The backward veto
President Bush's veto of an effort to expand federally funded embryonic stem-cell research shows once again how far he is willing to go to appease religious conservatives and set our country backward.
Once again, private religious beliefs drive public policy. The rest of the world is proceeding with embryonic stem-cell research because the possibilities for helping millions of people suffering from diseases ranging from Alzheimer's to diabetes to Parkinson's are too promising to sit still.
Of all the things to take a strong stand on, Bush's first veto in five years shows how out of touch he is with the needs and hopes of millions of Americans.
The stem cells involved would come from frozen embryos stored at fertility clinics. The majority of them await disposal because couples who produced them no longer want them.
Bush is out of sync even with the U.S. Congress. Both chambers support lifting funding restrictions on embryonic stem cells, but there were not sufficient votes to override the veto. Bush's backward thinking remains the law.
This one issue alone is worth voting in Democrats — or at least senators and representatives unwilling to follow this 21st-century Luddite.
In our state, representatives voted along party lines — Democratic Congressmen Jay Inslee, Rick Larsen, Brian Baird, Norm Dicks and Jim McDermott voted to extend research while Republicans Cathy McMorris and Doc Hastings voted not to.
The notable exception was U.S. Rep.

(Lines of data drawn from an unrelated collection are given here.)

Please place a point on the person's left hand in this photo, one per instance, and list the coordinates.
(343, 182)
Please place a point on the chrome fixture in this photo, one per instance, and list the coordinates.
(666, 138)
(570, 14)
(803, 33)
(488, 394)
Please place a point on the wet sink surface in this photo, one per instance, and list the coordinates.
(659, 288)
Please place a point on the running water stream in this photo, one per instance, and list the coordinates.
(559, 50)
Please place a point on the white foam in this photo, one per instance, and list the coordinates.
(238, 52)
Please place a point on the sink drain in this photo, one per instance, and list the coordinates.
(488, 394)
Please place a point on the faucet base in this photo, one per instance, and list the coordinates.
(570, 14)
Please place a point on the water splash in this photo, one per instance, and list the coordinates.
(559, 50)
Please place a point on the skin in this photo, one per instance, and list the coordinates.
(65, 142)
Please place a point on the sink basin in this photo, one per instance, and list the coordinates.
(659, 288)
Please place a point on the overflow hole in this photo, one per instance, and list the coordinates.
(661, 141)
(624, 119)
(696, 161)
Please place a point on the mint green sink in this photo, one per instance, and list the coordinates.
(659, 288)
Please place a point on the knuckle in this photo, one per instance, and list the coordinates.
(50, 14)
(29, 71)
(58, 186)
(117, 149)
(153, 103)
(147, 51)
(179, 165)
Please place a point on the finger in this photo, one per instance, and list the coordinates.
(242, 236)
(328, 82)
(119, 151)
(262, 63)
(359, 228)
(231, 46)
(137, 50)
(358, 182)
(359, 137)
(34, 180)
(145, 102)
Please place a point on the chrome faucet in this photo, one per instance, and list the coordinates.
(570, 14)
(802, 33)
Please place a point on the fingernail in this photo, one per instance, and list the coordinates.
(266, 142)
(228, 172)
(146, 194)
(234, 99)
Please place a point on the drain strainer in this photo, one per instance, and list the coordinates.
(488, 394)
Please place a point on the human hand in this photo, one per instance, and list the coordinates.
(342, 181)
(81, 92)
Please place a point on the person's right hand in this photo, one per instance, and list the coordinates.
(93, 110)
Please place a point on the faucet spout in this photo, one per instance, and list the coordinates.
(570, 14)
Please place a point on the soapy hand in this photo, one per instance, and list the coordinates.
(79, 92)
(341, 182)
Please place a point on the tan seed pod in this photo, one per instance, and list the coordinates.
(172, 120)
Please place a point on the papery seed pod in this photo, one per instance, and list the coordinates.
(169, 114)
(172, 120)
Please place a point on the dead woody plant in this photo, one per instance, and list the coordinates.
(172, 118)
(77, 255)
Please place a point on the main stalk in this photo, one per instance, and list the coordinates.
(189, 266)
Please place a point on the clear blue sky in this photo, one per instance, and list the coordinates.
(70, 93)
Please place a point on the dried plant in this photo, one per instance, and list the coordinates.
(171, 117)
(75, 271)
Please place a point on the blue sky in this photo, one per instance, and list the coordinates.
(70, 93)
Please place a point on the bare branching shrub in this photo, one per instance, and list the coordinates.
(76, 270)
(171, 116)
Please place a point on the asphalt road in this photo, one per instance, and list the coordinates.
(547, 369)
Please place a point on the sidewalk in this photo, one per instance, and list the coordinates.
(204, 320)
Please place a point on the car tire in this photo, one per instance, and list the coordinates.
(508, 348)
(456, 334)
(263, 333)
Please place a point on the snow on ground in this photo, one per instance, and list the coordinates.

Dave Reichert, the Auburn Republican who has shown a willingness to buck his party. Good for him. It would be more courageous, however, to take such a stand if the House vote had been close, which it wasn't. Most likely, he got a pass from leadership because of his looming tough re-election fight.
As Mark Emmert, president of the University of Washington, said, "The future of biomedical research on a number of challenging and pernicious diseases lies in the ability of biomedical researchers to conduct the kind of fundamental basic research that can only be accomplished working with expanded lines of embryonic stems cells and supported by federal research funds."